Bogenschütze
Wassily Kandinsky
Bogenschütze
woodcut
1908-09
An original Wassily Kandinsky woodcut print.
(The Archer)
1908-09
Original woodcut printed in four colors (yellow, red, blue and black) from four blocks on wove paper.
Signed in the block with the artist’s monogram, the letter “K” in a triangle, left off-center.
A superb impression of Roethel’s second and final state, from the second edition, an edition of 1200, published by G. di San Lazarro, Chroniques du Jour, Paris, in the review XXeme Siècle, vol. I, No. 3, Paris, 1938 (the first edition, an edition of only 60 impressions, was issued in the almanac Der Blaue Reiter, 1912), one of six of the artist’s woodcuts (the other five having been originally published in the album Klänge in 1913) illustrating Kandinsky’s essay “Mes Gravures sur Bois” in this issue of XXeme Siècle.

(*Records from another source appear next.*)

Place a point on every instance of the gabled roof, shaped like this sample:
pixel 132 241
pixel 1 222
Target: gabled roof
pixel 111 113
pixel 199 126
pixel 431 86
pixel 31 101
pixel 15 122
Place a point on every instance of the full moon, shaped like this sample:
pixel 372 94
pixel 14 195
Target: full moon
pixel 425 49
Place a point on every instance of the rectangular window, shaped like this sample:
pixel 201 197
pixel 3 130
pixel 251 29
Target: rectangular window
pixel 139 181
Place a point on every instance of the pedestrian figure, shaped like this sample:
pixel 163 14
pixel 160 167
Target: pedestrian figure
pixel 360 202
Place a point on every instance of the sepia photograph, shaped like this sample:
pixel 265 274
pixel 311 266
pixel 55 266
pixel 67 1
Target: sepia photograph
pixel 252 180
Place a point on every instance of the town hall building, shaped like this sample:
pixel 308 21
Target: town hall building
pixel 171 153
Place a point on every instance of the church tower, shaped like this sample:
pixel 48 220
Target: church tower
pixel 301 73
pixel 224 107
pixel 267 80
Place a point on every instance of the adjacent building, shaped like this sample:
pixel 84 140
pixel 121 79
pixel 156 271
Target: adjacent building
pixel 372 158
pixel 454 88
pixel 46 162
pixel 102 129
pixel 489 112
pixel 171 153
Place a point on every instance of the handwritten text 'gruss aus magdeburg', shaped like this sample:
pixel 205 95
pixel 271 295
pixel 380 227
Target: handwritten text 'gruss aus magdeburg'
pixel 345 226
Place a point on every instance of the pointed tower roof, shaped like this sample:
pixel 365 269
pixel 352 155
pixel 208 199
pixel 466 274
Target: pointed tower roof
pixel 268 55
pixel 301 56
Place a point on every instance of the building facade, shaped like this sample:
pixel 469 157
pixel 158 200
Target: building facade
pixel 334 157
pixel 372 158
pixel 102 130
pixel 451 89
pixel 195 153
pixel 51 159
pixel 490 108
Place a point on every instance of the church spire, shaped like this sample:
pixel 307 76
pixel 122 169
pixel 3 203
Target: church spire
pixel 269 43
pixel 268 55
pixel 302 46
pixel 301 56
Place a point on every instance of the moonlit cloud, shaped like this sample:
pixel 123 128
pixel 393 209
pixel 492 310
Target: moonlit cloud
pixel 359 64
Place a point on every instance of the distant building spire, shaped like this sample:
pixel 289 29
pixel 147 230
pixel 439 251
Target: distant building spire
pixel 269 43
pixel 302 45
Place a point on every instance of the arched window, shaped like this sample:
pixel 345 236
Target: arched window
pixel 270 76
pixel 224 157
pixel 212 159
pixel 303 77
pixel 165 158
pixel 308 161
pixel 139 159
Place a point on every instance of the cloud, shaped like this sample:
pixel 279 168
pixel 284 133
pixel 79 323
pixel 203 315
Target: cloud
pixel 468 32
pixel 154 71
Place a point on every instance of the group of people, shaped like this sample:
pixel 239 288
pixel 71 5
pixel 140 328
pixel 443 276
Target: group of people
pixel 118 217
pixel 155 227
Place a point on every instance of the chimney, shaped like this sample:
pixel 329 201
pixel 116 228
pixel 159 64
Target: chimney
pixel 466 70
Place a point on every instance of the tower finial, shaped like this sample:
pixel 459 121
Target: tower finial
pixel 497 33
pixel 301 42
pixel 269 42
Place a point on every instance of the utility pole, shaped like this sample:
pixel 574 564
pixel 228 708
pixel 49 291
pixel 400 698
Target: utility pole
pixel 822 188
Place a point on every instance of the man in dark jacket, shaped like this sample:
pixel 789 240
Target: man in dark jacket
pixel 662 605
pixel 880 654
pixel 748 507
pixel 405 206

Catalog: Roethel 79 ii/ii.
Size Image: 6 1/2 x 6 inches
Sheet Size: 12 ½ x 9 5/8 inches
Kandinsky’s art is one of the great foundations of 20th century abstract painting. At the time of the formation of the “Blue Rider” group in Munich in 1911 Kandinsky’s two friends, Auguste Macke and Franz Marc, emphasized that the group’s conception of form was based on “mystical and inward construction” and the depiction of “mysterious forces”. As such, there were strong links with Symbolism and with late 19th century French painting. However, the great advance made in Kandinsky’s work of this period was that the elements of pattern and color, instead of being subsidiary or equal to the visual content, were increasingly dominant, to the point at which they became the whole picture itself. In 1912 Kandinsky wrote a treatise, “The Spiritual in Art”, in which he advocates for the first time the creation of an “abstract” picture – that is an evocation of emotion alone without any pictorial content.
At the moment of the Blaue Reiter Kandinsky’s imagery was still rooted in the representational, but with the pattern of colors and shapes becoming increasingly the main element in the composition. In 1901, when he first broke away from the Munich establishment and formed the association Phalanx, he began to use folk art as one of his principal themes. It was these images, with their traditional implications and complete lack of obscuring sophistication, which allowed him to liberate his color and use of form. In “Bogenschütze” there are the traditional elements of folk illustration, the bowman, the castle, the forest, but superimposed on them is the expression of emotion through abstract shape and color.